From: Manish Honap <mhonap@nvidia.com>
CXL Type-2 accelerators (e.g. CXL.mem-capable GPUs) cannot be passed
through to virtual machines with stock vfio-pci because the driver has
no concept of HDM decoder management, DPA region exposure, or component
register emulation. This series wires all of that into vfio-pci-core
behind a new CONFIG_VFIO_CXL_CORE optional module, without requiring a
variant driver.
When a CXL Device DVSEC (Vendor ID 0x1E98, ID 0x0000) is detected at
device open time, the driver:
- Probes the HDM Decoder Capability block in the component registers
and allocates a DPA region through the CXL subsystem. On devices
where firmware has already committed a decoder, the kernel skips
allocation and re-uses the committed range.
- Builds a kernel-owned shadow of the HDM register block. The VMM
reads and writes this shadow through a dedicated COMP_REGS VFIO
region rather than touching the hardware directly. The kernel
enforces CXL 3.1 bit-field rules: reserved bits, read-only bits,
the COMMIT/COMMITTED latch, and the LOCK→0 reprogram path for
firmware-committed decoders.
- Exposes the DPA range as a second VFIO region (VFIO_REGION_SUBTYPE_CXL)
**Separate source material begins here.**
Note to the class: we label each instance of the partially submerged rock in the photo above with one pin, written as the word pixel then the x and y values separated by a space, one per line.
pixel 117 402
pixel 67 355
backed by the kernel-assigned HPA. PTEs are inserted lazily on first
page fault and torn down atomically under memory_lock during FLR.
- Intercepts writes to the CXL DVSEC configuration-space registers
(Control, Status, Control2, Status2, Lock, Range Base) and replays
them through a per-device vconfig shadow, enforcing RWL/RW1CS/RWO
access semantics and the CONFIG_LOCK one-shot latch.
- Returns a VFIO_DEVICE_INFO_CAP_CXL capability (id=6) carrying the
HDM register BAR index and offset, commit flags, and the indices of
the DPA and COMP_REGS regions. HDM decoder count and the HDM block
offset within COMP_REGS are derivable by the VMM from the CXL
Capability Array in the COMP_REGS region itself, so they are not
duplicated in the capability struct.
- Builds a sparse-mmap capability for the component register BAR so
VMMs can map GPU/accelerator register windows while the kernel
protects the CXL component register block. Three physical layouts
are handled: component block at the BAR end, at the start, and in
the middle.
- Provides a module parameter (disable_cxl=1) and a per-device flag
(vdev->disable_cxl) for suppressing the feature without recompiling.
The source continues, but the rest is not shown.